Its total, DB obligations decreased by £4.9m in comparison to last year, to £2.59bn, while its assets increased from £2.75bn to £2.84bn during the same period.
DMGT operates two main DB pension schemes, the Harmsworth Pension Scheme and the Senior Executive Pension Scheme, both of which are closed to new entrants and to further accrual.
The report said: “Funding payments into the main schemes were £13m in the year and are expected to be £13m in FY 2019, in accordance with the existing 2016 funding plan, since the schemes remain in deficit on an actuarial basis.”
The total net pension costs for DMGT between 30 September 2017 – 30 September 2018 were £9.3m, down from £18.2m in the previous year.
Furthermore, the operational risks associated with the DB schemes decreased over FY 2018 as DMGT’s “defined benefit schemes' accounting surplus increased and exposure to future investment and inflation risk was further reduced”.

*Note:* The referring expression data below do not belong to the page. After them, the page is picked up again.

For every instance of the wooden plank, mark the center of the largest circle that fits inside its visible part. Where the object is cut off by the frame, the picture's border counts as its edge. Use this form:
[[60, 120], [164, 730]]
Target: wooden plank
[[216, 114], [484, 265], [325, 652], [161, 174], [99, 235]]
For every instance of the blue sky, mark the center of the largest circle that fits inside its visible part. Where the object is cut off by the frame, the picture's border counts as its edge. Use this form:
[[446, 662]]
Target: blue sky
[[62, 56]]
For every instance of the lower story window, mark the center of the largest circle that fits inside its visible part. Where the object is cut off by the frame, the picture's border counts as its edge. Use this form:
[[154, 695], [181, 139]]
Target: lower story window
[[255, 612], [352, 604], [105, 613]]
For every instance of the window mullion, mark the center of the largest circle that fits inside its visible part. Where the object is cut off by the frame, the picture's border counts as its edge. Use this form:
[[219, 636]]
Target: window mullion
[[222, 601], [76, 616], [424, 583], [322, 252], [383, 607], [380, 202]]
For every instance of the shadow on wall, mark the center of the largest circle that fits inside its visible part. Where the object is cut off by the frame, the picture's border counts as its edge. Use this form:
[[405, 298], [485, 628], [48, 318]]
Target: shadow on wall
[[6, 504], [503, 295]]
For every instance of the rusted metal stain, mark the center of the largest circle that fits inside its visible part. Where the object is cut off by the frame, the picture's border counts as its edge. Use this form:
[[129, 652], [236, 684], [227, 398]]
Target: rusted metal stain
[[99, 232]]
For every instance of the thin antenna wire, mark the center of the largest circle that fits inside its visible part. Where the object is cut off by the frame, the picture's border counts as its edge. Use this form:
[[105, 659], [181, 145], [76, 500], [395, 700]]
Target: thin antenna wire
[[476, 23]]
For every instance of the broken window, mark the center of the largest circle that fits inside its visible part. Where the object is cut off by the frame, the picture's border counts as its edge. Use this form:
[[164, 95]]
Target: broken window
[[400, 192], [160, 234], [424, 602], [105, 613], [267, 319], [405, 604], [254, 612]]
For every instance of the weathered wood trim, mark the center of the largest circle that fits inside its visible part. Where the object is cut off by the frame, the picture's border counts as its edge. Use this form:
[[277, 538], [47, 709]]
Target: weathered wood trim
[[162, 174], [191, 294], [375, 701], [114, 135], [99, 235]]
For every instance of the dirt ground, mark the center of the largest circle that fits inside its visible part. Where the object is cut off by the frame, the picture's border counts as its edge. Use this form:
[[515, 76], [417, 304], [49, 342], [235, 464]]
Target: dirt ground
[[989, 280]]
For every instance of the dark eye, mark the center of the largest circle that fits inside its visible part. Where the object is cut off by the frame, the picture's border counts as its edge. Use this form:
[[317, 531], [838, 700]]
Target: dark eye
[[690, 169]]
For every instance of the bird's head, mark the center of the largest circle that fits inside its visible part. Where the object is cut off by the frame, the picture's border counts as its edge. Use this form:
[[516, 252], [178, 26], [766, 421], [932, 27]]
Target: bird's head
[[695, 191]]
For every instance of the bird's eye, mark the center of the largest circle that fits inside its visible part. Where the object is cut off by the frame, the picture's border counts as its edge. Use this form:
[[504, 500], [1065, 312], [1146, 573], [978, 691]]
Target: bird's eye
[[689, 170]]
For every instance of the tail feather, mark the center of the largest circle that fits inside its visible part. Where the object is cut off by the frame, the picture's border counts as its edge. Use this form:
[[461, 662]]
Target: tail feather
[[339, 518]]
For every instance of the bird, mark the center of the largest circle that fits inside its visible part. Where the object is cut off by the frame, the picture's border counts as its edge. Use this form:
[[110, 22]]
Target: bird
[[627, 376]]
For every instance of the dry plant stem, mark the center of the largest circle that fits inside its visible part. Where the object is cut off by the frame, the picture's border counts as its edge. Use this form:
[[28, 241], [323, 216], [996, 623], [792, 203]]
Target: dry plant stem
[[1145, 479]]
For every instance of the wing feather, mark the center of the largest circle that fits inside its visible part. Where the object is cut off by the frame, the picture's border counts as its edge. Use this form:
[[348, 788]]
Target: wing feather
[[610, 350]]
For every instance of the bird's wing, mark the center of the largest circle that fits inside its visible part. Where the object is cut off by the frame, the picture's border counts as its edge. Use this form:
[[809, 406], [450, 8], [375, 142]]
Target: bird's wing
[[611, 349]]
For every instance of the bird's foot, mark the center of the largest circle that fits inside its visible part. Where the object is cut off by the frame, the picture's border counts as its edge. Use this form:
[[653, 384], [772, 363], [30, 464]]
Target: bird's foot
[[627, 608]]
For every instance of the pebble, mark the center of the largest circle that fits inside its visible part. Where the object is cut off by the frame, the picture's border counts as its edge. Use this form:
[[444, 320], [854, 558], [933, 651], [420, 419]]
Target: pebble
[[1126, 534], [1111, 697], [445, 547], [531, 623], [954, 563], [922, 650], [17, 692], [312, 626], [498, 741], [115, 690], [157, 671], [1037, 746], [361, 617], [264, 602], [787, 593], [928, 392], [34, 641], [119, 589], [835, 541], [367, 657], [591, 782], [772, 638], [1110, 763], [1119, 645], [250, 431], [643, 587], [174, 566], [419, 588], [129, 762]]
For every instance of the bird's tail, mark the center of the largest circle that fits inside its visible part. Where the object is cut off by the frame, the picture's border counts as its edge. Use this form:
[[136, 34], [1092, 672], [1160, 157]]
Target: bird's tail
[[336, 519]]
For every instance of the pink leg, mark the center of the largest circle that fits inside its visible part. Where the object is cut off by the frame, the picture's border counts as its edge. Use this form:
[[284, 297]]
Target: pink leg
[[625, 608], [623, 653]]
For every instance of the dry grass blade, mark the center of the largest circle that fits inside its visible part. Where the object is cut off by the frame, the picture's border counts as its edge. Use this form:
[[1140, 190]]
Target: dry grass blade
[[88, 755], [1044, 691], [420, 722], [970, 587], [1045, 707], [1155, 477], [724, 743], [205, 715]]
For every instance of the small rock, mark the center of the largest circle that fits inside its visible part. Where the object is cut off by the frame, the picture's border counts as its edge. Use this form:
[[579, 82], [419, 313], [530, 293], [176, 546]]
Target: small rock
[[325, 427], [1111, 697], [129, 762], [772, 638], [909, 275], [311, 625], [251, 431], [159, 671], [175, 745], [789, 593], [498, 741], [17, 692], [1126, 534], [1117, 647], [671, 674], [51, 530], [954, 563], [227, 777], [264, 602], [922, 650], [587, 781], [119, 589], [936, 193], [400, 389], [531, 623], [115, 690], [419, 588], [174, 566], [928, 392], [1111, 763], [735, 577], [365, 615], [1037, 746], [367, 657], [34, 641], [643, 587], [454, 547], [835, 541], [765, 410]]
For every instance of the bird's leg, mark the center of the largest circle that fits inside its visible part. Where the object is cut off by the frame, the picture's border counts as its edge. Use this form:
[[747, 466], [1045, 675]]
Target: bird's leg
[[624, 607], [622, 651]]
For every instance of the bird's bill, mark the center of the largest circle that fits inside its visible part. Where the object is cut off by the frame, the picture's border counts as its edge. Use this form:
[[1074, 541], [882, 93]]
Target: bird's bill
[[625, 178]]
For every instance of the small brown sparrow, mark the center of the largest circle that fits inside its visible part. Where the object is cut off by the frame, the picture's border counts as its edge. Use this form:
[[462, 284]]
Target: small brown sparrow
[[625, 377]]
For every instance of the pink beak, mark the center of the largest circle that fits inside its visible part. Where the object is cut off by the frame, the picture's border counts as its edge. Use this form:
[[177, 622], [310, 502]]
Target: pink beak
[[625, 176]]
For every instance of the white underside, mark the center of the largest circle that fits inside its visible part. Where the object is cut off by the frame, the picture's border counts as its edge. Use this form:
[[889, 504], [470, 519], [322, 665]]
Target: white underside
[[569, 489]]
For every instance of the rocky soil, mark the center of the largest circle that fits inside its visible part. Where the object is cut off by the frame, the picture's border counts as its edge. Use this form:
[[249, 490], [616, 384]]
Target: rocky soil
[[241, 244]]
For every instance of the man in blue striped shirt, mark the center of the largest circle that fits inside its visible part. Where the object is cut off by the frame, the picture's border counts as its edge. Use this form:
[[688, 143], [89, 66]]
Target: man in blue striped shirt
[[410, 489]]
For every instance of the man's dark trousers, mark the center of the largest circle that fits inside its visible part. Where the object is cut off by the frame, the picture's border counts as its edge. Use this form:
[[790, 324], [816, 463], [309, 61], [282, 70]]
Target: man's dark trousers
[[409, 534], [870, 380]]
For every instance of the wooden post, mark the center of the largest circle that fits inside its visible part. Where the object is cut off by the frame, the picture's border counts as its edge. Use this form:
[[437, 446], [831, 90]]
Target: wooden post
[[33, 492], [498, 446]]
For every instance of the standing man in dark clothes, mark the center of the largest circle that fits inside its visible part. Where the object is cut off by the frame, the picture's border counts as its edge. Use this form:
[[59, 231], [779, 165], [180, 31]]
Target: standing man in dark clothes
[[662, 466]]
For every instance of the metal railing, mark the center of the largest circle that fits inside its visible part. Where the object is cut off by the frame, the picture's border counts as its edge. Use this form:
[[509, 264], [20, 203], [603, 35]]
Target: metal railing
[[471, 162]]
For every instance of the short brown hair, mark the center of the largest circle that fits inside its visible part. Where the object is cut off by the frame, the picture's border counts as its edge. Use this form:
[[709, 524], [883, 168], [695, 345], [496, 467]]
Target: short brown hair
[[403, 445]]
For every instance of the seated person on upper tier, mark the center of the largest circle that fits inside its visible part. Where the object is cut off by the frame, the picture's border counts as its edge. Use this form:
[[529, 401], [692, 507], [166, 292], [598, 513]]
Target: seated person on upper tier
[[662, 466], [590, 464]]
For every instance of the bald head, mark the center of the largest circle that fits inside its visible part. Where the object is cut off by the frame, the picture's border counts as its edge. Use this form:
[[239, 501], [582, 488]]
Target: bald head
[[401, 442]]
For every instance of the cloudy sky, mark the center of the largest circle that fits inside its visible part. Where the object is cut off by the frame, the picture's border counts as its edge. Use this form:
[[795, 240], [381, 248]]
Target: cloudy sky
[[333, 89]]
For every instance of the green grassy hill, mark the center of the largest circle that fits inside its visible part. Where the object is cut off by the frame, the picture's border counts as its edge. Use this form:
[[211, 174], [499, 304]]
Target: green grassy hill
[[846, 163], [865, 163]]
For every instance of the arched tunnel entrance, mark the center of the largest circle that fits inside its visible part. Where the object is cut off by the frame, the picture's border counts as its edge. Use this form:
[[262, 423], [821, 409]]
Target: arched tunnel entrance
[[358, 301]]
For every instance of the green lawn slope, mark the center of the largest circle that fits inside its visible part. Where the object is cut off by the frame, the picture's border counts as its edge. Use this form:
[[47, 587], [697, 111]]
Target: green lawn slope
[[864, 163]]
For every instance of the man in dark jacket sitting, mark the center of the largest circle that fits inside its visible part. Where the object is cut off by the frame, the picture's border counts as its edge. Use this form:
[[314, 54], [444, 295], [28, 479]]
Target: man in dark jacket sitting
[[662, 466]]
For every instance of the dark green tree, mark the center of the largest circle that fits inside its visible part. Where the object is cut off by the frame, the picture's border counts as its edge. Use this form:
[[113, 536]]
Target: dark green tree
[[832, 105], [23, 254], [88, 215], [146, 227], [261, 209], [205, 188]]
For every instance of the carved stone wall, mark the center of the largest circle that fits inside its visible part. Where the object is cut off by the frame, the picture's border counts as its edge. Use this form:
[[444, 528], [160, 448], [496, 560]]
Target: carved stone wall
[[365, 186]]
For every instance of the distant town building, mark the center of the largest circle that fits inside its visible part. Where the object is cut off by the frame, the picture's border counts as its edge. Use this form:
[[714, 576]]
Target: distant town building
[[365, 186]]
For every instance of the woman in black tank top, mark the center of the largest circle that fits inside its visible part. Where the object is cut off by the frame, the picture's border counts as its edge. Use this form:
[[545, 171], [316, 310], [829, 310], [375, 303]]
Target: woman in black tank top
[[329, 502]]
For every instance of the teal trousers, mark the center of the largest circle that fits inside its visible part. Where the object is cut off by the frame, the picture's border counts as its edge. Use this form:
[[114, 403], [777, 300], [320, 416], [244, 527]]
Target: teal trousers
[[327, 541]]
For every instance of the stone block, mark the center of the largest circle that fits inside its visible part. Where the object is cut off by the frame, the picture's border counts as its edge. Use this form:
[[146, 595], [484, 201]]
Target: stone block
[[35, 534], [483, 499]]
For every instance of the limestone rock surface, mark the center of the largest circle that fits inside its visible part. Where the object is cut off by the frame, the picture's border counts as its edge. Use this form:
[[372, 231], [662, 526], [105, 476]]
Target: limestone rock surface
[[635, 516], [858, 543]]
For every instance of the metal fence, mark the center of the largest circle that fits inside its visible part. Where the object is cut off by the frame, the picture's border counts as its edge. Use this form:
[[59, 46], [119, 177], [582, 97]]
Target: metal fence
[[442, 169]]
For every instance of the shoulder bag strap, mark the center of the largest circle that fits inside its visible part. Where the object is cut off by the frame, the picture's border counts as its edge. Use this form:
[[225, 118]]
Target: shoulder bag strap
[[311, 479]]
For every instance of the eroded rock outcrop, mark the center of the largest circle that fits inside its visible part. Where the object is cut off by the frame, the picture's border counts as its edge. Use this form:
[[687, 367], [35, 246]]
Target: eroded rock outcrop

Full actuarial valuations of the company’s DB schemes are carried triennially by the scheme actuary.
The report stated: “Following the results of the latest triennial valuation as at 31 March 2016, the company [DMGT] agreed a recovery plan involving a series of annual funding payments, of £13m on 5 October 2016 to 2018, £18m on 5 October 2019, £16m on 5 October 2020 to 2025 and £76m on 5 October 2026.
“The company considers that these contribution rates are sufficient to eliminate any deficit over the agreed period.”
DMGT also operates a number of defined contribution schemes.